The Razor’s Edge by W Somerset Maugham

This book was published in 1944, but set just after the first World War. The story centres around Larry, who comes back to his home of Chicago from seeing some terrible things during the War with a desire to learn and grow as a person, instead of get married and earn money as society tells him he should. There is a love triangle, or possible two triangles, and a bit about the Depression, but not a great lot happens. Maugham tells the story as if it were all real and the characters were his acquaintances, and he gives the reader a commentary on how he chooses to tell the story as he tells it, which I find rather charming.
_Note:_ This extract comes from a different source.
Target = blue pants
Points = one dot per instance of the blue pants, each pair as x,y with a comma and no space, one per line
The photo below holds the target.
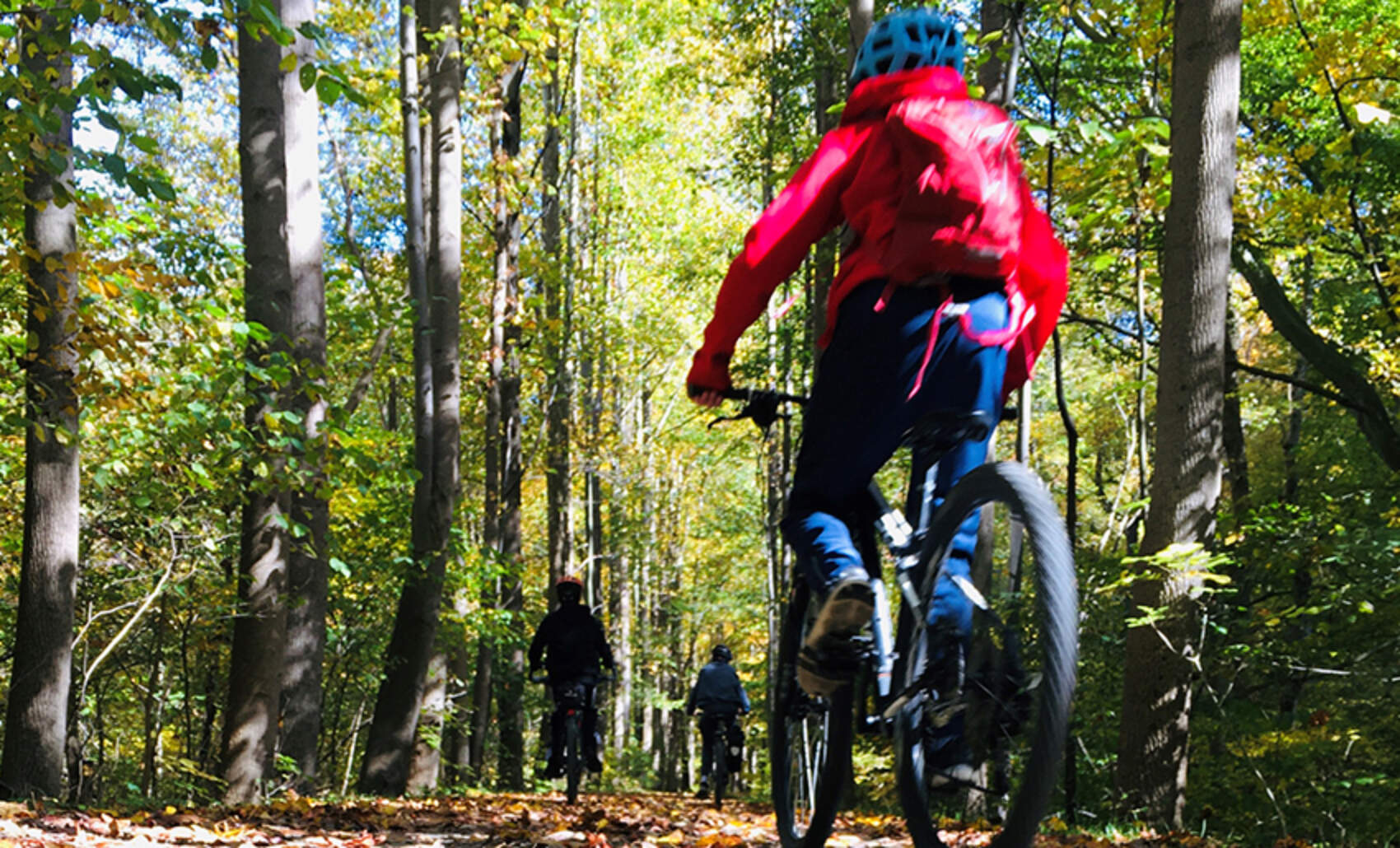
861,408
I do not usually especially like this sort of story, I only want all the characters to just get on with doing whatever it is they want to do that society has a problem with, and stop going on about it. I am reading it for a brand new book group, though. I’m surprised to say that I really like Maugham’s style, and I will certainly be searching for some of his other work, as long as it is not of this “oh, isn’t society so jolly restrictive” genre.

Maugham was a Brit who lived for a long time in America. I very much agree with his comment that “I don’t think one can ever really know any but one’s own countrymen. For men and women are not only themselves; they are also the region they were born.. the old wives’ tales they overheard… the food they ate… the schools they attended… It is all these things that have made them what they are, and these are the things that you can’t come to know by hearsay, you can only know them if you have lived them.” There is no such thing as the typical American, or Brit, or any other nationality, but we are all bound by our background, and when you are only mixing with those from a different background to yours, it gets tiring, you are always either explaining yourself and your cultural references someone who can never truly ‘get you’, or instead you keep your views to yourself, because you cannot spare the energy to make the explanation.

So, back to the story. Larry is a man of means, and he decides rather than to go to work as a man should, he will “loaf” instead. Ah, another sentiment I am in agreement with. All his young friends and acquaintances are off getting jobs and getting married and reproducing but Larry chooses to travel, to read, learn, and go with the flow. He wants to be enriched by interesting people and new experiences and live life to the fullest. He doesn’t want the big screen TV, fast car, expensive jewellery, branded clothes. Oh hang on, I got distracted there. It’s just that I have had this conversation with so many people. If you are fortunate enough to have enough money to not work for bit, why ever would you work? To get more money for more crap that you don’t need? Anyway, Larry is much wiser than I am, and he just refuses to have this conversation with anyone and just goes off quietly and does his thing.

Larry tells his fiancee of his voracious reading habits and she asks “and what is it going to lead to?” he answers, “the acquisition of knowledge,” but she is not impressed, “that doesn’t sound very practical.” That is a tragedy we still experience, to be educated simply to be useful to the workforce. I did it myself, I chose my degree because it would lead to a good job. Oh, how differently my life would be if I had studied Greek just for the thrill of reading the Odyssey in the original. Actually, I would probably have to still go to work in that case, so that is probably not the best argument for living one’s life in the pursuit of knowledge, truth and beauty.

A contrast to Larry is the Gatsby-style character, Elliott. He does right by society, goes to all the balls, helps his relatives choose the right gowns and the right husbands, and is simply wonderfully entertaining to sit next next to at dinner. But when it comes down to it and he needs someone, nobody truly cares for him. So, what’s the point of society, then, eh, people?

This is by no means a unique subject, but I agree with a lot of his views, and I marked many passages that were beautifully put. Not the most exciting story, but I liked the way it was told.